Understanding the impact of artificial intelligence (AI) has never been more important than now, as half of the world is approaching important elections.

The last few months have seen a sharp increase in AI-generated “political” content and on-par attempts at forming legislation to regulate this seemingly novel technology.

While people think AI is unprecedented, similar technological revolutions have created asymmetries that have stumped rulers and governments in the past. The Ottoman Empire was quite cautious with the printing press because of its potential to destabilize their rule and even imposed restrictions on its use.

Similar attempts to control the press were seen in other parts of the world, including East Asia, Europe, and Latin America. However, as the technology gained wider adoption, attempts at gaining control became less of a security concern and more of a strategic power struggle. The colonists wanted sole control of the press in fear of spreading ideas that challenged their rule; the Catholic Church wanted to use the press to spread its messages while restricting opposing religious ideologies from the same freedoms.

These manufactured asymmetries could only be cured by democratizing access to technology.

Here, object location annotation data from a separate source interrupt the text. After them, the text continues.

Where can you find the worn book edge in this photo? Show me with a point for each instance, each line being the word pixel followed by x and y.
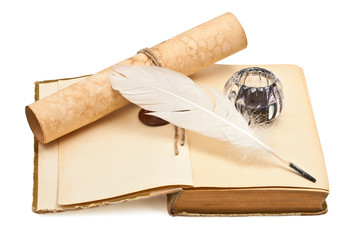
pixel 173 197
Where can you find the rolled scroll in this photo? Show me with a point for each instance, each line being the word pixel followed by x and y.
pixel 93 98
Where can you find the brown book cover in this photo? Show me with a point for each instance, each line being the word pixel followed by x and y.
pixel 118 159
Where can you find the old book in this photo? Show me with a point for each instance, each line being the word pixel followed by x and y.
pixel 117 158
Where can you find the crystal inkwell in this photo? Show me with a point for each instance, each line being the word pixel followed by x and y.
pixel 256 93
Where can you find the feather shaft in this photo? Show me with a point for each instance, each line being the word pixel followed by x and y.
pixel 177 99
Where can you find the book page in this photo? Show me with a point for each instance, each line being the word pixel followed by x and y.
pixel 114 156
pixel 293 135
pixel 118 155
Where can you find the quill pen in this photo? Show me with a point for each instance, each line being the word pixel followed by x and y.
pixel 177 99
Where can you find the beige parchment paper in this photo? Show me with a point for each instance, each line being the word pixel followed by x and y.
pixel 93 98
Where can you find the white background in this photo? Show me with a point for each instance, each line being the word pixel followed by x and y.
pixel 41 40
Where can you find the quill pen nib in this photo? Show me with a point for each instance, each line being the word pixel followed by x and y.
pixel 302 172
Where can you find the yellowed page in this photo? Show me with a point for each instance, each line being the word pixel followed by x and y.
pixel 294 135
pixel 47 164
pixel 118 155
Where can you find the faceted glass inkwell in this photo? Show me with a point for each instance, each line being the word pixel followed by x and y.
pixel 256 93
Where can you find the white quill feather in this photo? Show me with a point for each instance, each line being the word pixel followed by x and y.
pixel 175 98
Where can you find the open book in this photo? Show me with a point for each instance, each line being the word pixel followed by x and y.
pixel 117 158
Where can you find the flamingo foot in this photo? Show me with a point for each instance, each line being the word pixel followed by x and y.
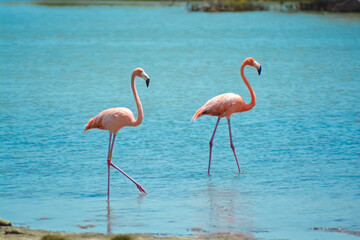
pixel 141 188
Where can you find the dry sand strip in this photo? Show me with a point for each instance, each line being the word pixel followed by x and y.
pixel 9 232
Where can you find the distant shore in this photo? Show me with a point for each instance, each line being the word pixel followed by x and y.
pixel 217 5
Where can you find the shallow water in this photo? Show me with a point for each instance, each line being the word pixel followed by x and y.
pixel 299 148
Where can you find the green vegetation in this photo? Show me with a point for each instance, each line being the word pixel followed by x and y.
pixel 53 237
pixel 122 237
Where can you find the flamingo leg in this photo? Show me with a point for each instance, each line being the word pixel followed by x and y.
pixel 211 144
pixel 232 146
pixel 110 163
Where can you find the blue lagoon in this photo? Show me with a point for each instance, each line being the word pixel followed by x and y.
pixel 299 148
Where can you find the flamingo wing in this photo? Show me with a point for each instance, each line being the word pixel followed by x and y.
pixel 221 106
pixel 112 119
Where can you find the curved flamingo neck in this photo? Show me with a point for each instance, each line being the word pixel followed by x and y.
pixel 249 106
pixel 140 116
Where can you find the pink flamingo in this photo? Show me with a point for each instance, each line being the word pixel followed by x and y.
pixel 113 119
pixel 228 103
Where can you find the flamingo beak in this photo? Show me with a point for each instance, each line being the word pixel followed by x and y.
pixel 146 78
pixel 257 66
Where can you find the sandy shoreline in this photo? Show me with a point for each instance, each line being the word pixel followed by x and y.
pixel 9 232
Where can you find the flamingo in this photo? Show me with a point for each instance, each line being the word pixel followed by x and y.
pixel 226 104
pixel 113 119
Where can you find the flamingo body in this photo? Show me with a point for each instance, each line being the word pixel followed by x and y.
pixel 221 106
pixel 224 105
pixel 113 119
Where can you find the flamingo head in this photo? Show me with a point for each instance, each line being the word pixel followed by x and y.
pixel 139 72
pixel 254 63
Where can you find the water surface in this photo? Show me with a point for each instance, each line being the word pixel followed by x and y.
pixel 299 148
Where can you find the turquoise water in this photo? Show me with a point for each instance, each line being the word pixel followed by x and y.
pixel 299 148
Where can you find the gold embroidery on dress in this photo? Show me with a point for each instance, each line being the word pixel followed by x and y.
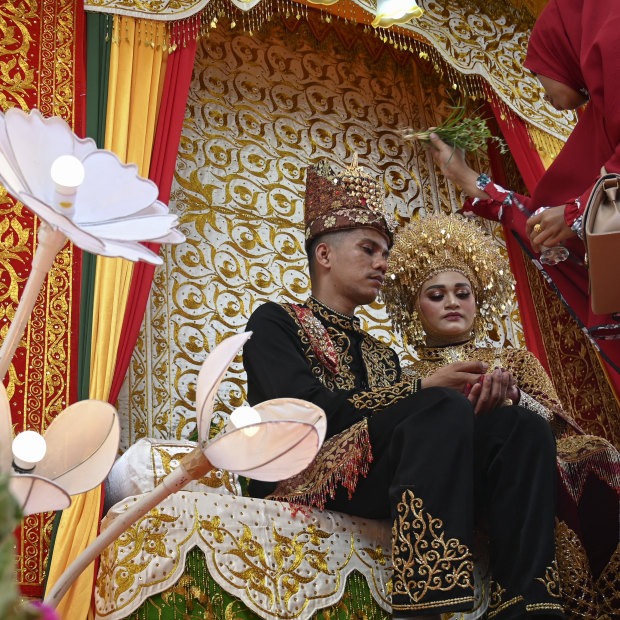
pixel 551 580
pixel 381 398
pixel 579 595
pixel 424 561
pixel 341 460
pixel 379 356
pixel 344 380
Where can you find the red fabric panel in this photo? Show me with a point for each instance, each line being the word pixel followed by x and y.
pixel 571 280
pixel 167 137
pixel 531 168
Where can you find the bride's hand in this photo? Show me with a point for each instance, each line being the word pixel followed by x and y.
pixel 456 376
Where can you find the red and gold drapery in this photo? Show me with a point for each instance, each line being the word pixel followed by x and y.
pixel 41 59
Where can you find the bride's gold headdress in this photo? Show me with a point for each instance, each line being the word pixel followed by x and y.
pixel 436 243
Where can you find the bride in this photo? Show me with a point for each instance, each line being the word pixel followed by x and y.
pixel 447 283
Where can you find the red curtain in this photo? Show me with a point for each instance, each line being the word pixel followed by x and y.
pixel 167 137
pixel 531 168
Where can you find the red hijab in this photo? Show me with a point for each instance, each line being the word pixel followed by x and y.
pixel 577 42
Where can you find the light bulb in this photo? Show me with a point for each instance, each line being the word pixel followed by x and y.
pixel 390 12
pixel 28 449
pixel 246 416
pixel 68 174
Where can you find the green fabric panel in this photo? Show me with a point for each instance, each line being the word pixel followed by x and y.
pixel 98 42
pixel 197 597
pixel 98 37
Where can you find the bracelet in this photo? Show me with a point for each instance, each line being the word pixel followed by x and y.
pixel 572 210
pixel 577 227
pixel 482 181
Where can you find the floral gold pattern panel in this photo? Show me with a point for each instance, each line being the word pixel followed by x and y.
pixel 280 566
pixel 260 110
pixel 489 45
pixel 37 69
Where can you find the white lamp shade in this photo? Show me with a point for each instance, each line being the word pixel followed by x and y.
pixel 209 378
pixel 82 445
pixel 288 437
pixel 390 12
pixel 35 494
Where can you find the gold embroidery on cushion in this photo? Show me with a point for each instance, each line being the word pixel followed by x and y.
pixel 424 561
pixel 341 460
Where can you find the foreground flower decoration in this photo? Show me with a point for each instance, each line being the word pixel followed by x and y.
pixel 276 440
pixel 80 192
pixel 391 12
pixel 78 449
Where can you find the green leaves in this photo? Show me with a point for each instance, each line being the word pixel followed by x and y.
pixel 466 133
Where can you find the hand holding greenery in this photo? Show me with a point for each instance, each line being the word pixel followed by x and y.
pixel 469 134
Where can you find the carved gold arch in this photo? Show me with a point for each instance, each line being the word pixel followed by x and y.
pixel 478 42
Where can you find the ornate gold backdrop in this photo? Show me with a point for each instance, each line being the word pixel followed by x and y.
pixel 260 110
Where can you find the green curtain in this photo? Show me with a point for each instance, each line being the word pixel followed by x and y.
pixel 98 35
pixel 98 39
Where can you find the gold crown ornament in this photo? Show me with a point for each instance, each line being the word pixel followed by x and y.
pixel 339 201
pixel 429 245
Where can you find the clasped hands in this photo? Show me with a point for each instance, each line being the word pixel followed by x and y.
pixel 484 391
pixel 545 229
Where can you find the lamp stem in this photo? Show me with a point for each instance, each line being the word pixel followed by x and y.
pixel 50 241
pixel 193 466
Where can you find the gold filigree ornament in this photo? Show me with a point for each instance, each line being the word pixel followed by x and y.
pixel 429 245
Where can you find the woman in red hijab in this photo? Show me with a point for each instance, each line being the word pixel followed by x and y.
pixel 574 50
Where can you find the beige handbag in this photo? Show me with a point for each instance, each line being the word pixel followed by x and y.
pixel 601 225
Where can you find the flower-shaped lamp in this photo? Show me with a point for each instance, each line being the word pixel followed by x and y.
pixel 80 192
pixel 74 455
pixel 280 439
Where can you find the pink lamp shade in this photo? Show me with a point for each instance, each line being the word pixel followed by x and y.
pixel 282 444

When the Internet, smartphones, and social media became widely available in the middle of the last decade, political parties and, by extension, governments used them to their own advantage. There were even allegations (there still are) of foreign powers meddling in elections through targeted campaigns spreading misinformation.

While the negative aspects of using these technologies spread, so did the positive aspects. Debunking efforts outpaced the reach of misinformation and people are now better informed.

There is also a notion of subjectiveness when deciding what’s good and bad (the rule of law is a good starting point). So, the only real solution to curbing most of the problems these technologies inevitably uncover is an even playing field where different viewpoints can be equally expressed.

The actual problem with AI is not the unfettered access people have but who has this access. Having a small subset of people dictating the direction of a technology that impacts most, if not all, of us creates an asymmetry that even governments may be unable to correct.

Any attempts at regulation will widen the asymmetry. Even governments can become bad actors by using these technologies to hold power while preventing opponents from using them through regulation.

We need to democratize AI to save our democracies.